Today’s Inauguration Was a Reconsecration of Sacred Space

C’mon, admit it: you experienced the Kleenex helpful although you watched the swearing-in of the 46th president with all of the attendant ruffles and thrives.

I absolutely did. I doubt that any other presidential inauguration in any of our lifetimes has been as crammed with the perception of answered prayer. And never ever before because the depths of the Wonderful Melancholy and the 2nd Environment War has so a lot inauguration-connected emotion been suffused with the encounter of struggling. The grief we truly feel on January 20 flows not just from Covid’s awful toll but also from our anguish over the obvious fragility of American democracy and our nation’s ever-worsening structural injustices—appalling inequities that are too generally euphemized as “disparities.”

I want to emphasis on struggling and the religious dimension. Just as troopers when insisted that no one particular is an atheist in a foxhole, so as well ended up there loads of non-spiritual inauguration watchers who certainly felt some of the religious body weight in today’s ceremony.

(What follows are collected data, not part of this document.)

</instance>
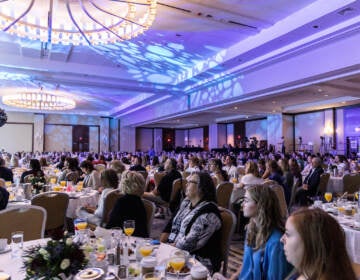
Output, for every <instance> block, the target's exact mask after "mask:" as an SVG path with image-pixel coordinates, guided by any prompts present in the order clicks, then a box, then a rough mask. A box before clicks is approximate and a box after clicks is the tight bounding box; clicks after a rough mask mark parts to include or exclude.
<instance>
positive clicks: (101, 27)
mask: <svg viewBox="0 0 360 280" xmlns="http://www.w3.org/2000/svg"><path fill="white" fill-rule="evenodd" d="M156 2H157V0H78V1H77V0H50V1H49V0H22V1H17V0H7V1H0V28H1V30H3V31H5V32H8V33H10V34H15V35H17V36H19V37H26V38H28V39H31V40H40V41H42V42H46V43H52V44H59V43H60V44H63V45H68V44H73V45H86V44H90V45H96V44H110V43H115V42H118V41H124V40H129V39H131V38H134V37H136V36H138V35H139V34H141V33H143V32H144V31H145V30H147V29H148V28H149V27H150V26H151V25H152V23H153V21H154V19H155V15H156Z"/></svg>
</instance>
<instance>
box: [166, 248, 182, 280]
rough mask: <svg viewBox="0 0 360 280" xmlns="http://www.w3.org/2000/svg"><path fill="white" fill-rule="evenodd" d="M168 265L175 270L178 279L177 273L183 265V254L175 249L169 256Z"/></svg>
mask: <svg viewBox="0 0 360 280" xmlns="http://www.w3.org/2000/svg"><path fill="white" fill-rule="evenodd" d="M169 265H170V266H171V267H172V269H174V271H175V272H176V279H179V273H180V271H181V269H182V268H183V267H184V266H185V255H184V254H181V251H175V252H174V253H173V254H172V255H171V257H170V260H169Z"/></svg>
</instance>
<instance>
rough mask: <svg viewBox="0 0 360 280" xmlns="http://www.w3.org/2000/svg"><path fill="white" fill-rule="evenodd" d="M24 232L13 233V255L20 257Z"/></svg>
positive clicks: (14, 257)
mask: <svg viewBox="0 0 360 280" xmlns="http://www.w3.org/2000/svg"><path fill="white" fill-rule="evenodd" d="M23 242H24V232H23V231H15V232H12V233H11V257H12V258H20V257H21V255H22V250H23Z"/></svg>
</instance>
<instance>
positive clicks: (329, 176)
mask: <svg viewBox="0 0 360 280" xmlns="http://www.w3.org/2000/svg"><path fill="white" fill-rule="evenodd" d="M329 179H330V173H323V174H321V175H320V182H319V186H318V188H317V191H316V195H317V196H319V195H320V196H323V195H324V194H325V193H326V189H327V184H328V183H329Z"/></svg>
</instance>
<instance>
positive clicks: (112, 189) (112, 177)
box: [77, 162, 119, 225]
mask: <svg viewBox="0 0 360 280" xmlns="http://www.w3.org/2000/svg"><path fill="white" fill-rule="evenodd" d="M90 163H91V162H90ZM100 181H101V187H102V189H103V190H102V192H101V196H100V198H99V202H98V206H97V208H93V207H90V206H85V207H81V208H80V209H79V210H78V211H77V216H78V217H80V218H83V219H87V221H88V222H89V223H91V224H94V225H100V223H101V221H102V219H103V212H104V203H105V199H106V196H107V195H108V193H109V192H111V191H113V190H114V189H116V188H117V187H118V185H119V179H118V176H117V174H116V171H115V170H113V169H105V170H104V171H103V172H102V173H101V177H100Z"/></svg>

There ended up a great deal of good reasons for feeling that weight even though watching the pageantry unfold. There’s the symbolism, of course: all those people flags and bunting and glistening marble. And along with the symbols there’s continuity: the exact same oath currently being sworn by all U.S. presidents on the exact same day and at the exact time, with the Marine Band taking part in some of the similar “airs” it performed for Thomas Jefferson in 1800.

Compared to royal coronations, American inaugurations are remarkably simple affairs. But our ceremonies keep their own majesty and are capable of projecting a potent sense that a thing sacred is happening.

Our inaugurations have normally mirrored a mashup of civil religion—invocations of our secular sacred texts, appeals to mystic chords of national memory—and bits of bare Christian expression. Completely secular democracies rightly dispense with issues like invocations and benedictions no arms are put on Christian Bibles. Those who wince at these sectarian moments are right to wince, I assume. And although Garth Brooks, a Republican, proved to be a gracious presence now, I dearly would like to see all explicitly Christian hymns (“Amazing Grace” incorporated) retired from general public functions.

But leaving the Christian bits apart, the other and far far more crucial civil religion elements—the oath-using, the flags and bunting, the wonderful band—seem to me indispensable. Retaining the correct placing at the Capitol’s West Front was specially indispensable this year because of what occurred on January 6. In a pretty real and palpable sense, today’s ceremony amounted to the reconsecration of a sacred place that was profaned and defiled just two months ago—defiled not just by the rioters coming from outdoors but also by the 147 traitors within the Capitol who violated their individual oaths when they voted from the certification of a reputable democratic election.

That this marble shrine to liberty and democracy was built by enslaved individuals and then polluted yet again and again by manifestations of an unappealing white supremacy can take almost nothing absent from the other moments when, we may possibly say, the glory of the Lord was current there: e.g., when the likes of Abraham Lincoln and Franklin Roosevelt summoned our improved angels, when the Reconstruction Amendments were drafted, and when the caskets of Rosa Parks and John Lewis lay in point out beneath the soaring dome.

And again today, in a ceremony marked by the two mourning and modesty a ceremony in which white supremacy was explicitly repudiated various moments, in which a dazzling younger African-American poet set lots of hearts aflutter, and in which an extraordinary Black and Asian female (with a Jewish spouse to boot!) was sworn into the 2nd-best workplace in the land.

And Joe Biden? Our new president will under no circumstances be eloquent, but these days he confirmed us his coronary heart. And I would say that his simply call for a second of silence in honor of the Covid lifeless had an eloquence all its own.

Entirely a fitting starting. The Latin root of “inauguration” harks back again to Roman periods and suggests “to consecrate by augury.” I’d say that today’s occasion augurs properly for a new birth of decency. What we require is revolution, of training course. But these days I will settle for decency.